The use of generative AI models increasingly involves the reliance on a few black box pretrained and centralized models where design intent is conveyed through language prompts. However, language is an imperfect medium for conveying design and artistic intent especially in the visual arts and architecture.
In this course we will explore some alternative generative ML methods and try to find the points in the process where design intent and experimentation can be injected. These points include the curation and procurement of the datasets, the training process, the assembly of models and most importantly the formulation of the ‘loss function’. The ‘loss function’ is the end point of any training or optimization process in ML that encodes what we want to model to ‘learn’. We will frame the ML mediated design process as an aesthetic optimization procedure where the loss function is the point where design intent is encoded.

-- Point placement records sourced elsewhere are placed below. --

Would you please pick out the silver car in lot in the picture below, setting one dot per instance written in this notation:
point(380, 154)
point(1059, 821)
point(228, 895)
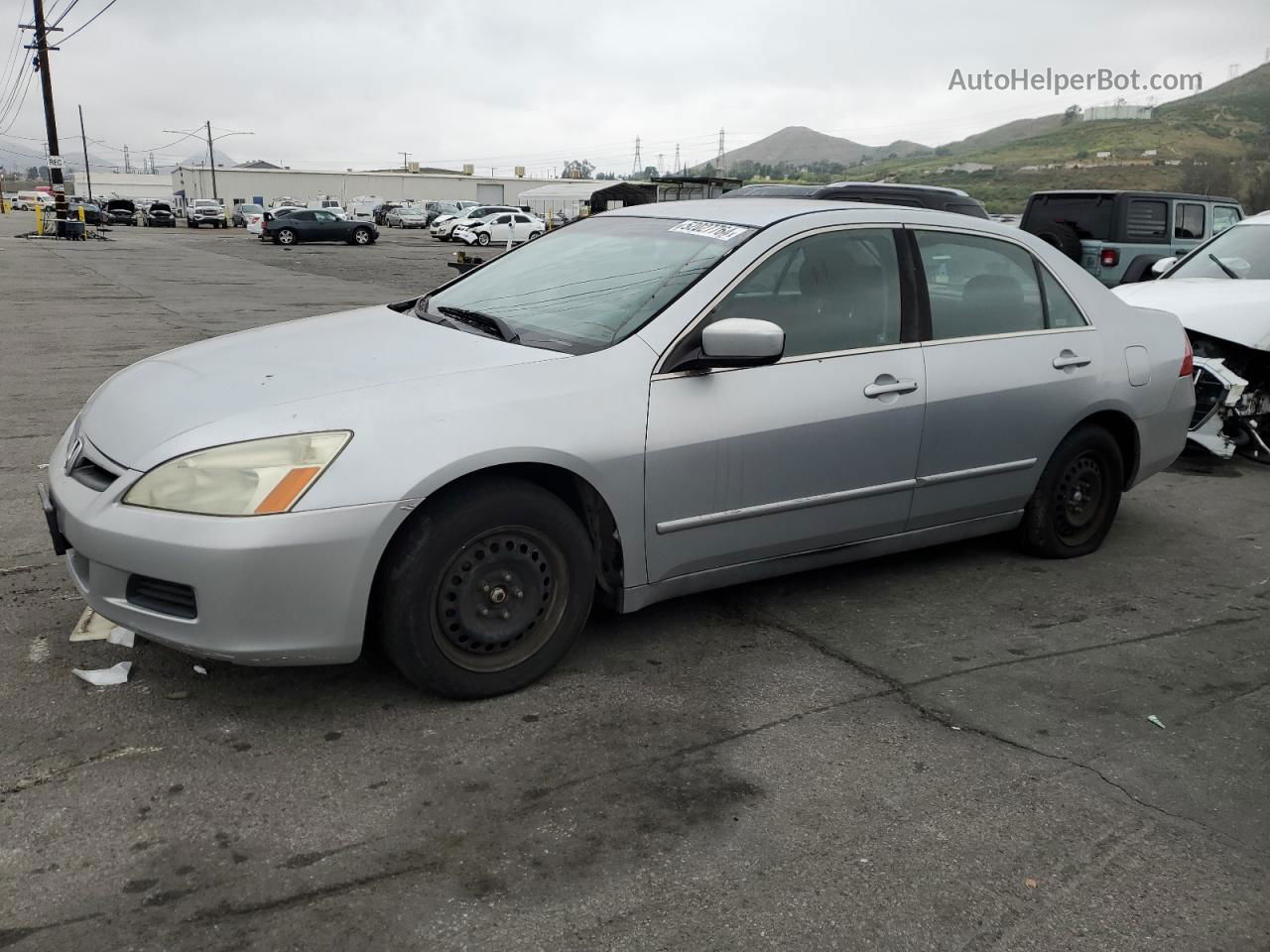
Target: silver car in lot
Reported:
point(649, 403)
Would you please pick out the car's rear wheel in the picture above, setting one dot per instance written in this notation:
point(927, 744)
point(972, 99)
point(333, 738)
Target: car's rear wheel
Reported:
point(1062, 236)
point(486, 589)
point(1076, 500)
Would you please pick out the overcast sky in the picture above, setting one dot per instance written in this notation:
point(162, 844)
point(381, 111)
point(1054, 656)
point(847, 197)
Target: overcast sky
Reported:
point(353, 82)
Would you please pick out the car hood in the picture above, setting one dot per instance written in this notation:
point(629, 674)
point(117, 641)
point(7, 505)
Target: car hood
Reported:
point(151, 403)
point(1229, 309)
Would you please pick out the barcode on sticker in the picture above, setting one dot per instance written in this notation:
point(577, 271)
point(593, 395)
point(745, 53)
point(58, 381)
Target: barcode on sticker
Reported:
point(710, 229)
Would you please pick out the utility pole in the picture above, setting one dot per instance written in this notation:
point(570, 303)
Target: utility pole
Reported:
point(211, 158)
point(87, 172)
point(46, 81)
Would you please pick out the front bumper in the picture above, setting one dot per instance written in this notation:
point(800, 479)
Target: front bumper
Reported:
point(277, 589)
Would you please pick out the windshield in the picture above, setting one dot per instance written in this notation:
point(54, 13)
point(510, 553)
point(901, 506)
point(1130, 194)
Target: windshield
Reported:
point(593, 284)
point(1245, 249)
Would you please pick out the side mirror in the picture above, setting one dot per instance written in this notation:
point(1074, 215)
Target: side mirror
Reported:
point(740, 341)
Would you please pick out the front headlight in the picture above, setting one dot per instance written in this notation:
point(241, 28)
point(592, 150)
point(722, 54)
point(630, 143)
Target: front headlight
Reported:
point(254, 477)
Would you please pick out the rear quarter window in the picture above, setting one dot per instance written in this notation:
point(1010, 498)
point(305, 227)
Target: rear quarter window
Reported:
point(1146, 220)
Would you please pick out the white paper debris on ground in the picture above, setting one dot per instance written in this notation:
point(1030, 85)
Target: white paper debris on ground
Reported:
point(105, 675)
point(121, 636)
point(91, 627)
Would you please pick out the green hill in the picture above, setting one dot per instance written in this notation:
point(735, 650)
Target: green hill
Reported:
point(1215, 141)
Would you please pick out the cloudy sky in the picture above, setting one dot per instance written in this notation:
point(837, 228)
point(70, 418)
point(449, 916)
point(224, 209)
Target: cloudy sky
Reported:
point(354, 82)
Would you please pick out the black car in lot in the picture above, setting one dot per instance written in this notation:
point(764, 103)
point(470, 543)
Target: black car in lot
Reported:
point(318, 225)
point(121, 211)
point(160, 214)
point(934, 197)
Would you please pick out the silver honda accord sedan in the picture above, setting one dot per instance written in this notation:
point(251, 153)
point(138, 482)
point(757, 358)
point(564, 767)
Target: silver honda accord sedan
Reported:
point(653, 402)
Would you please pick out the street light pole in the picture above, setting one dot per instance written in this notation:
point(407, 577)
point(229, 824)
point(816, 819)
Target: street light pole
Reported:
point(211, 158)
point(87, 172)
point(46, 81)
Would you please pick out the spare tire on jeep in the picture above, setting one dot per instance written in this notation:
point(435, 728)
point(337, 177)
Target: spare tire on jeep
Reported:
point(1062, 236)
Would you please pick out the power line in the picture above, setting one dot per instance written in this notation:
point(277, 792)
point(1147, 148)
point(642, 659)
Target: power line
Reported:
point(89, 19)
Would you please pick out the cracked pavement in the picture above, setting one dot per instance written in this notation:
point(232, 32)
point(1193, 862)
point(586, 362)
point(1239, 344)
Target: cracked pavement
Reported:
point(940, 751)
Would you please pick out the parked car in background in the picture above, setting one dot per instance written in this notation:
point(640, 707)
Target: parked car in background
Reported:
point(444, 225)
point(1220, 291)
point(318, 225)
point(302, 489)
point(497, 229)
point(439, 208)
point(121, 211)
point(255, 223)
point(93, 212)
point(1116, 236)
point(206, 211)
point(160, 214)
point(408, 216)
point(934, 197)
point(241, 212)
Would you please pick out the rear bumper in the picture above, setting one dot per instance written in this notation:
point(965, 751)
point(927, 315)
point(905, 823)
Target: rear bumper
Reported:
point(280, 589)
point(1162, 435)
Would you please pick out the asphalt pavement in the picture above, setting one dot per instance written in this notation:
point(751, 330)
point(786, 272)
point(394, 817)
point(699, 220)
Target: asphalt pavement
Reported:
point(940, 751)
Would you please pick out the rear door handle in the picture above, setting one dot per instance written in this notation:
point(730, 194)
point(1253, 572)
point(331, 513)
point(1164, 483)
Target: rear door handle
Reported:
point(1070, 359)
point(885, 384)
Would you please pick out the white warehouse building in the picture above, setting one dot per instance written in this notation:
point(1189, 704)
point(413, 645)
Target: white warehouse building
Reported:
point(264, 185)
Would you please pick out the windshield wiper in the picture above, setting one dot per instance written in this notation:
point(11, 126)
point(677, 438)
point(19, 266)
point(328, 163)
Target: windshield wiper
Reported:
point(488, 322)
point(1220, 264)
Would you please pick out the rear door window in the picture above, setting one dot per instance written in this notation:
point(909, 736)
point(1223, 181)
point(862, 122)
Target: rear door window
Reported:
point(1147, 221)
point(1188, 220)
point(978, 286)
point(1223, 217)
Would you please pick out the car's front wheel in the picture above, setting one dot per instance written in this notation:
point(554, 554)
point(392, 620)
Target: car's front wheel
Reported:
point(485, 590)
point(1076, 500)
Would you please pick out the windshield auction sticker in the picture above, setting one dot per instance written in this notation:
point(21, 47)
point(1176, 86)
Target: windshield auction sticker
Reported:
point(708, 229)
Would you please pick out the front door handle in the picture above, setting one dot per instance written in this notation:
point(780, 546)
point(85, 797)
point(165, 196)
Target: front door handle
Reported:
point(1070, 359)
point(885, 384)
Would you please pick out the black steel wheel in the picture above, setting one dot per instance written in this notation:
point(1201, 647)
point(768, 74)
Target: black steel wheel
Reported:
point(1079, 494)
point(495, 603)
point(485, 588)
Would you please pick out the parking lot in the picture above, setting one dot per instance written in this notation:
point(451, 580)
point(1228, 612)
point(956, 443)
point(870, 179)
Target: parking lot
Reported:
point(943, 751)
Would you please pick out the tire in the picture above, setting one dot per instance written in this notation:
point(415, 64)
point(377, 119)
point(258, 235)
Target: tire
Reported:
point(1076, 500)
point(468, 551)
point(1062, 236)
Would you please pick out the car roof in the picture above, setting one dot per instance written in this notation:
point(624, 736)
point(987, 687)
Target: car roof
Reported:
point(761, 212)
point(899, 186)
point(1133, 191)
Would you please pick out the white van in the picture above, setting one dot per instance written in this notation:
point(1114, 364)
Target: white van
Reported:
point(27, 200)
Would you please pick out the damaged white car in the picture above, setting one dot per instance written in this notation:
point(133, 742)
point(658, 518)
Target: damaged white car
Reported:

The theme for this semester is ‘taste’ and we will focus on the training of models that can act as surrogates for personal aesthetic preferences. In a sense we want to create maximally biased and idiosyncratic models and then apply them to processes of curation, selection, and generation of visual artefacts. Students will be asked to collect and curate images that describe the personal artistic/aesthetic preferences of one or more people (e.g. artists or architects with a good record of photographic archives, writing and work) and use them to train models that will try to predict what that person would have found visually appealing. Then we will reverse the use of the models and try to ask how we can curate, modify and generate geometry and visual content that would maximize this appeal. The end goal is to design a series of artifacts (objects, furniture, paintings, postures) that are partly driven by the trained “surrogate of taste” model.
The class is structured as a small studio with a series of workshops introducing the tools necessary. No coding knowledge will be required.